Question

In the adjoining figure; ABCD is a parallelogram. If AP = BP and CP meets the diagonal BD at Q and area of ΔBPQ = 20 cm², find:

1. PQ : QC.
2. Area of ΔPBC.
3. Area of parallelogram ABCD.

Answer 1

Given: ABCD is a parallelogram. P lies on AB with AP = BP, so P is the midpoint of AB. CP meets diagonal BD at Q. Area (ΔBPQ) = 20 cm².

Step-wise calculation:

1. Put coordinates (convenient choice):

A = (0, 0), B = (2, 0)

So, P = (1, 0).

Let D = (u, v)

So, C = B + AD = (2 + u, v).

Parametrize BD:

B + s(D – B) = (2 + s(u – 2), sv).

Parametrize CP:

C + t(P – C) = (2 + u – t(1 + u), v(1 – t)).

Equate y-coordinates:

sv = v(1 – t)

⇒ s = 1 – t

Equate x-coordinates and substitute s = 1 – t.

Solve for t:

t(2 – u) = 2 – t(1 + u) 

⇒ 3t = 2

⇒ `t = 2/3`

So, `s = 1/3`.

Thus, Q divides CP with CQ : QP

= t : (1 – t) 

= `2/3 : 1/3` 

= 2 : 1 

So, PQ : QC = 1 : 2.

2. Areas on the same altitude:

ΔBPQ and ΔBPC share the same altitude from B to line PC.
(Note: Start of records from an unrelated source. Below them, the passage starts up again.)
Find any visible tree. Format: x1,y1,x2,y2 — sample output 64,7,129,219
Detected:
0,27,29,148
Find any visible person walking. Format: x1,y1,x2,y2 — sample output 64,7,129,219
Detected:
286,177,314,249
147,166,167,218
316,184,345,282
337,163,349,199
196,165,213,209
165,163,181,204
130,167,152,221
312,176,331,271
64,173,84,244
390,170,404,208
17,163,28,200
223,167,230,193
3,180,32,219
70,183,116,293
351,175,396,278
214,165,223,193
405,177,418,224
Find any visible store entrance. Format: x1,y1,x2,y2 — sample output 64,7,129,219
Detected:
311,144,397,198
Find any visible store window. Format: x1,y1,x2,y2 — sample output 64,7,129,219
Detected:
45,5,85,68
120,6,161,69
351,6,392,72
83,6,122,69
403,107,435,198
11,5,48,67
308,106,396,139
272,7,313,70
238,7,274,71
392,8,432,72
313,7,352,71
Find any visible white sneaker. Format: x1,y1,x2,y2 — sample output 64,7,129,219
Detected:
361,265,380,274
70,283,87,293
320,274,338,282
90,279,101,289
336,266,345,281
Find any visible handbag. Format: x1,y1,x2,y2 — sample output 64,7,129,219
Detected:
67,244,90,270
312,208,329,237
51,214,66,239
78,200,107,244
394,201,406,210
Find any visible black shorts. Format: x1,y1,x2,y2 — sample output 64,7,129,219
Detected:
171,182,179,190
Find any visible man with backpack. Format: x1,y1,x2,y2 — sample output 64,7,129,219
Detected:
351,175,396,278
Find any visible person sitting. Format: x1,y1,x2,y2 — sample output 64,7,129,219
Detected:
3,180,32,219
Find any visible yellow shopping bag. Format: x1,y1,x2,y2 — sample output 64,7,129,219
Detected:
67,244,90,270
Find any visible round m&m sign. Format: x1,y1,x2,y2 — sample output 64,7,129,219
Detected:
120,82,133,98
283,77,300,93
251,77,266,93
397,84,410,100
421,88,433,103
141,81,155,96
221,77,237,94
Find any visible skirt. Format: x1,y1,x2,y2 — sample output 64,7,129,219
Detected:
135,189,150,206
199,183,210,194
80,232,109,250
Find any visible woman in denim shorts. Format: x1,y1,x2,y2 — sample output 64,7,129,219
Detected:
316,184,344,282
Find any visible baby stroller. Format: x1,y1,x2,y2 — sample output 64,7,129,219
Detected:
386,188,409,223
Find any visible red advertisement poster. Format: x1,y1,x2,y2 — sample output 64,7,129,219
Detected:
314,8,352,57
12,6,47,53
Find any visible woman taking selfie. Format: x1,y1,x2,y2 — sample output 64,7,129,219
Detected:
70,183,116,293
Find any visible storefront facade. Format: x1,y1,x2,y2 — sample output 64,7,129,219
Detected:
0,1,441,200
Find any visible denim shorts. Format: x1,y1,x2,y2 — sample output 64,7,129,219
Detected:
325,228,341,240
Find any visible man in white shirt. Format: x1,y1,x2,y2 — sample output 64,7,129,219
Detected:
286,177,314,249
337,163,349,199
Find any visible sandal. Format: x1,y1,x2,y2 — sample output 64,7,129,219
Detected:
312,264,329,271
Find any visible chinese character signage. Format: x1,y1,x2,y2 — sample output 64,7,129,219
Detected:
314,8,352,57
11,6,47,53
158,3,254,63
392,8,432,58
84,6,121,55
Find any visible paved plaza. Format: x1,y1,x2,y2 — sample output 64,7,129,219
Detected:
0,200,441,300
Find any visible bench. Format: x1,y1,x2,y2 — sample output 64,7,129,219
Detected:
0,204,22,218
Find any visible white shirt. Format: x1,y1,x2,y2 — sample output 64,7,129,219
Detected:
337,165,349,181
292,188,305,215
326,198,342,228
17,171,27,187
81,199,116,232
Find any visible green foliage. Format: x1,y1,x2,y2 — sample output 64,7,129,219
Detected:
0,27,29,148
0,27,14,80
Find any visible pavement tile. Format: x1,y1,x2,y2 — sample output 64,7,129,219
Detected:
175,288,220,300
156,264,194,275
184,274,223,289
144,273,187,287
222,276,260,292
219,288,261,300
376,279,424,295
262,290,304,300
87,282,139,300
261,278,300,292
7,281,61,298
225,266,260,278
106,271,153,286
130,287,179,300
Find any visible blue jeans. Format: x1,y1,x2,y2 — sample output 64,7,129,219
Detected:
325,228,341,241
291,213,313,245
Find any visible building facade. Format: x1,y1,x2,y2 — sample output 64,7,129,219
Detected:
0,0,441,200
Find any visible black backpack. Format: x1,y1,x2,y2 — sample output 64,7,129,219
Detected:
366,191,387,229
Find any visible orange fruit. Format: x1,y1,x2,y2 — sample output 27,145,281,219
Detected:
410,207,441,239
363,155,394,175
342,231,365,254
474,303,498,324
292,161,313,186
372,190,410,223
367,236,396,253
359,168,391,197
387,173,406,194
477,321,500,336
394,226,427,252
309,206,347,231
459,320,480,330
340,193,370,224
So, `("Area"(ΔBPQ))/("Area"(ΔBPC))`

= `(PQ)/(PC)` 

= `1/3`

Therefore, Area (ΔBPC) 

= 3 × Area (ΔBPQ) 

= 3 × 20

= 60 cm²

3. Relation to parallelogram area:

With P the midpoint of AB, vector argument or coordinate calc gives Area (ΔBPC) = `1/4` × Area (parallelogram ABCD).

Hence, Area (ABCD) 

= 4 × Area (ΔBPC)

= 4 × 60

= 240 cm²